You think the world is dull, but that’s because you have never peered into the nooks and crannies where magic still lingers.


Look hard enough, and you can see the cracks where it bleeds through into our world. You might hear the steady drip-drip-drip as it seeps into the foundation of reality. Close your eyes and you might even feel it swirling behind your mind. It’s everywhere, hovering just out of sight, like a shadow in a bright beam of sunlight.
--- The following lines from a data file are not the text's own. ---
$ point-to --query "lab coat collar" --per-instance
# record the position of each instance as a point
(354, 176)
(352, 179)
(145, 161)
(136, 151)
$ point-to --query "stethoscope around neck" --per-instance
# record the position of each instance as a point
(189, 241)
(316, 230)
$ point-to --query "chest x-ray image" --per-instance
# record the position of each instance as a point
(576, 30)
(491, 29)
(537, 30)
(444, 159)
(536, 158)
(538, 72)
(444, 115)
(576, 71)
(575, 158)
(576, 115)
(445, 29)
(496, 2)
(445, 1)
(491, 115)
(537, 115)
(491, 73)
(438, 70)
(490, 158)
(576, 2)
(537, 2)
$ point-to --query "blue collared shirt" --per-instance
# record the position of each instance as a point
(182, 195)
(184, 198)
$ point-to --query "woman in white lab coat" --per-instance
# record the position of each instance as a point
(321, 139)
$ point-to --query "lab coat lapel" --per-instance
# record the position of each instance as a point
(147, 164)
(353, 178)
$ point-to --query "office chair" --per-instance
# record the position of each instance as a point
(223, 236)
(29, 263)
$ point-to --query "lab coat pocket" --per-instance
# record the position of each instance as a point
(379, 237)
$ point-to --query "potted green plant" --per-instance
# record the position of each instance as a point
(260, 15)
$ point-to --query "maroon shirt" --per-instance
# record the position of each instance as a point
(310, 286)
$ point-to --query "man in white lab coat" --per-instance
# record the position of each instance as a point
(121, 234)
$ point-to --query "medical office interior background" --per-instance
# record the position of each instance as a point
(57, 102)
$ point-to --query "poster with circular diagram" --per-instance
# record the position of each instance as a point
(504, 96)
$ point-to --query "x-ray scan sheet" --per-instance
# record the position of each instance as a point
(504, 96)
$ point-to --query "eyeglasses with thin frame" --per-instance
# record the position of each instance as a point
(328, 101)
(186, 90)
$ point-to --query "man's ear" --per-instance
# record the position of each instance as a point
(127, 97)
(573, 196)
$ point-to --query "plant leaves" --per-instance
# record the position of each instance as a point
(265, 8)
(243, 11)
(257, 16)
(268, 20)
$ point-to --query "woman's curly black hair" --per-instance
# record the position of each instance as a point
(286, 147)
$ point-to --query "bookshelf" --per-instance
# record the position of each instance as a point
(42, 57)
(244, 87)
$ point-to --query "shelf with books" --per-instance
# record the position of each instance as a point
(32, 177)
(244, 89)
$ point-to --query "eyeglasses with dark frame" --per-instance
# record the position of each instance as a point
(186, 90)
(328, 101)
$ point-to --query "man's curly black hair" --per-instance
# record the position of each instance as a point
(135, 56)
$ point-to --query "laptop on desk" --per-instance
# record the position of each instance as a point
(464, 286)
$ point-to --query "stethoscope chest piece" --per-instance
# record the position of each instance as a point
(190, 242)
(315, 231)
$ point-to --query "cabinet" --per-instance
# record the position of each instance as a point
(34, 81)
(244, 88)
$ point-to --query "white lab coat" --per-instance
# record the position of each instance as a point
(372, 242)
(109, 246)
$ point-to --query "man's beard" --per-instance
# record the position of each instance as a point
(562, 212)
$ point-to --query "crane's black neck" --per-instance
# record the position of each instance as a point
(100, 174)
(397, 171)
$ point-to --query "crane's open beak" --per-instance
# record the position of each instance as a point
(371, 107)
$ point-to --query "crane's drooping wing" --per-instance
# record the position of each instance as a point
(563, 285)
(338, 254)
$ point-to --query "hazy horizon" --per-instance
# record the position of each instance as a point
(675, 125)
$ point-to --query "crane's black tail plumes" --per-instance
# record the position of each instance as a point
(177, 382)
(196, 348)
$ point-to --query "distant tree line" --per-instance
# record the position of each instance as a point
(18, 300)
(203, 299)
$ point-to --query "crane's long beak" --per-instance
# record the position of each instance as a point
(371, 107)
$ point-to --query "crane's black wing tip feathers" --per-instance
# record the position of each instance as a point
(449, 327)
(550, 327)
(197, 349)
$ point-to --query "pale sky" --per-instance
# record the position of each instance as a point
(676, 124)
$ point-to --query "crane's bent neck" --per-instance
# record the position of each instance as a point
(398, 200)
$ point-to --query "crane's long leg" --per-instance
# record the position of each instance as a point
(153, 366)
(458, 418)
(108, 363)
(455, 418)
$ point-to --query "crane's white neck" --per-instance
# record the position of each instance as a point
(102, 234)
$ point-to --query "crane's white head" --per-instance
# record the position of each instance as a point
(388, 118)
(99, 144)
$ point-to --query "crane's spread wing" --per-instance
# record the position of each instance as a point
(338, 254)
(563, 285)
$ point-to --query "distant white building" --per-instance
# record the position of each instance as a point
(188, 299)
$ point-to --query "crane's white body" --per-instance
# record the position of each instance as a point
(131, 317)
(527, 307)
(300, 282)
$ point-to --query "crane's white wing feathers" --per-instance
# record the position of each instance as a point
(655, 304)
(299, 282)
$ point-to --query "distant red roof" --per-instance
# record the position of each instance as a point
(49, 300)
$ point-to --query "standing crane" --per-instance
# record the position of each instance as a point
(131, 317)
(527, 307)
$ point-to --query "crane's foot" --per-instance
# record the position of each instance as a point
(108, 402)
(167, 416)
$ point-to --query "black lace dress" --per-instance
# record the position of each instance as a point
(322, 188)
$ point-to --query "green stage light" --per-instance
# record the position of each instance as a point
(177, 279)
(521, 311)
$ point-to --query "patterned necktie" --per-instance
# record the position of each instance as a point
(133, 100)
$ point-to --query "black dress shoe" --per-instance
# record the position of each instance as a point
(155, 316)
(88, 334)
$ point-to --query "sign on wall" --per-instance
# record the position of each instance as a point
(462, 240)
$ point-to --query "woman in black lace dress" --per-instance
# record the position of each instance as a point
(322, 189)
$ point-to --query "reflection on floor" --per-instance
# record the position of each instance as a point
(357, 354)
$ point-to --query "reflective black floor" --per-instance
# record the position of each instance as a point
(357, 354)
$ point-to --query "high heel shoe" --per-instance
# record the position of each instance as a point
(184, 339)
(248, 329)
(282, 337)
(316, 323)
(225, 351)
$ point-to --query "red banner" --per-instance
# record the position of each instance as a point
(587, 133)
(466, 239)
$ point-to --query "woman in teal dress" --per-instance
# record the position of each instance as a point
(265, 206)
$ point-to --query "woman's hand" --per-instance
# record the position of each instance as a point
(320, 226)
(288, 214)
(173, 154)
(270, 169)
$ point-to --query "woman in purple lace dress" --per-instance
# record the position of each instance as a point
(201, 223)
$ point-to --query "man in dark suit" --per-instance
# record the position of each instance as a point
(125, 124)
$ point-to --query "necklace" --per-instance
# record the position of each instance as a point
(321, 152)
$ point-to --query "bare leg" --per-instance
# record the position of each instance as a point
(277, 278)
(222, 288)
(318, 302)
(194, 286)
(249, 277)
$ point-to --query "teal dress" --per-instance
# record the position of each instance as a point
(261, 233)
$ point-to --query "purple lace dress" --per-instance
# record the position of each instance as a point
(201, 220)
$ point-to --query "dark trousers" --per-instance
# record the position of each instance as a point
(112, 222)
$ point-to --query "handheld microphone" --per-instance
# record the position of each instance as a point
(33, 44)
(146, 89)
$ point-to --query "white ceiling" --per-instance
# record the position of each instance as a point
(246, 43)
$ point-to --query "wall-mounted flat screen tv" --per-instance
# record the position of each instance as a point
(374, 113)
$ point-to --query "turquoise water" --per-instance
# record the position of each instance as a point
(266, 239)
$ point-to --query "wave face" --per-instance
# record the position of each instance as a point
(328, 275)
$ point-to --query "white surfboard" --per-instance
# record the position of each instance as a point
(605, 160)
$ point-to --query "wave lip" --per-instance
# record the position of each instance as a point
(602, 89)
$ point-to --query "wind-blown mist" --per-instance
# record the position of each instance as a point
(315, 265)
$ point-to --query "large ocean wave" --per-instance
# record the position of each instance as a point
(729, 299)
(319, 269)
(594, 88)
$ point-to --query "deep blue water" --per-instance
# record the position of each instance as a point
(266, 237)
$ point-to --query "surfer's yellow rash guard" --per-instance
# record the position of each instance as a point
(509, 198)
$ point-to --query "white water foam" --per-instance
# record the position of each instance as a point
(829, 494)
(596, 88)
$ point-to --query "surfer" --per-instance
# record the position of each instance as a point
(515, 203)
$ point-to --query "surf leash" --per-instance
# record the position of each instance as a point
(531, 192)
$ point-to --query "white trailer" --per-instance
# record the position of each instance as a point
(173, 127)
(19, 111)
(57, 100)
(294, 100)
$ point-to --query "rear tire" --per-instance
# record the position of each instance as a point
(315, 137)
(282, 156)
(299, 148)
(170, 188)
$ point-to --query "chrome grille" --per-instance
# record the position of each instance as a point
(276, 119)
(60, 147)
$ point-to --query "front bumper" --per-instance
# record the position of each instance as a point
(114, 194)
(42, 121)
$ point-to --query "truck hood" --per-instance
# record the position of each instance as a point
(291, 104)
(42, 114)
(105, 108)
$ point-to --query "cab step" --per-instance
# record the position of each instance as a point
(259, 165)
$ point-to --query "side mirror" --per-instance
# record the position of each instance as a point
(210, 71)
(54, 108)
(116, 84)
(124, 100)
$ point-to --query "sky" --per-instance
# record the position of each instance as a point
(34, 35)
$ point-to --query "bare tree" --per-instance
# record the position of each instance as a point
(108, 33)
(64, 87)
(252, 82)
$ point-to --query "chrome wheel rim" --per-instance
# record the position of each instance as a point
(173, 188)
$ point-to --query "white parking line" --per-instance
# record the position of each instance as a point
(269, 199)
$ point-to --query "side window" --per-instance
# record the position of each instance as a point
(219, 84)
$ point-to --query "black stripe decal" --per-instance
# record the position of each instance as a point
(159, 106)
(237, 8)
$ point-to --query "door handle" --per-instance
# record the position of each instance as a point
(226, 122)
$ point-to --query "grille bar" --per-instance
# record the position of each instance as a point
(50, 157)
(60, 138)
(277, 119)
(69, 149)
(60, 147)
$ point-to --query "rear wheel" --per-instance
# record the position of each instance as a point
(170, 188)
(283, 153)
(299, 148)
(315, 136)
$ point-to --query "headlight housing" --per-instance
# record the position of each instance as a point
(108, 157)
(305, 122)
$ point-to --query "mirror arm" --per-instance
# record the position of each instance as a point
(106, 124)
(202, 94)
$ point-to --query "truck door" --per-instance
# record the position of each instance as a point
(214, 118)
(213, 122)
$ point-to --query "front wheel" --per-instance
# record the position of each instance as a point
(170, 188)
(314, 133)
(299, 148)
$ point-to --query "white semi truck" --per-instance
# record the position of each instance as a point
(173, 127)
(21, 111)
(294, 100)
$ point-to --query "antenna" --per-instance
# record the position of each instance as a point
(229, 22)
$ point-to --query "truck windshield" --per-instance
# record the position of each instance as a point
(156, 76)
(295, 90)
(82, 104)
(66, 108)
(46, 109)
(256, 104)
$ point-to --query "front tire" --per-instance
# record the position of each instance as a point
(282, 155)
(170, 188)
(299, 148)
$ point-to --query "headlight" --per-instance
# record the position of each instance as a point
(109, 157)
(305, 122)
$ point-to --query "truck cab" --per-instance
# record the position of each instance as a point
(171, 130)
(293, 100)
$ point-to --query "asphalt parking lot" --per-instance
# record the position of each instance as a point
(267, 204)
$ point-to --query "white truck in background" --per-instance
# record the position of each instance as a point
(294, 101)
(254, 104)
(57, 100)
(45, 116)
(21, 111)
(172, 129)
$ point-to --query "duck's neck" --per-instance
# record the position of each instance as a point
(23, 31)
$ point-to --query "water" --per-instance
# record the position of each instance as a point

All it needs to become visible is a slight shift in perspective.


Consider something as mundane as sleep. You do it every night. The same old routine. Boring. Clean your face, brush your teeth, set your alarm, get into bed, turn off the light. Close your eyes. Do you dream? Sometimes, a tendril of magic slips into your memories when you are dreaming. When that happens, you wake up feeling strange. There’s a whispering on the edge of your consciousness. It’s as if one part of you is drifting through the clouds and another is swimming at the bottom of the ocean. There are usually no lasting effects to this kind of magic. Not after you’ve had a coffee, anyway.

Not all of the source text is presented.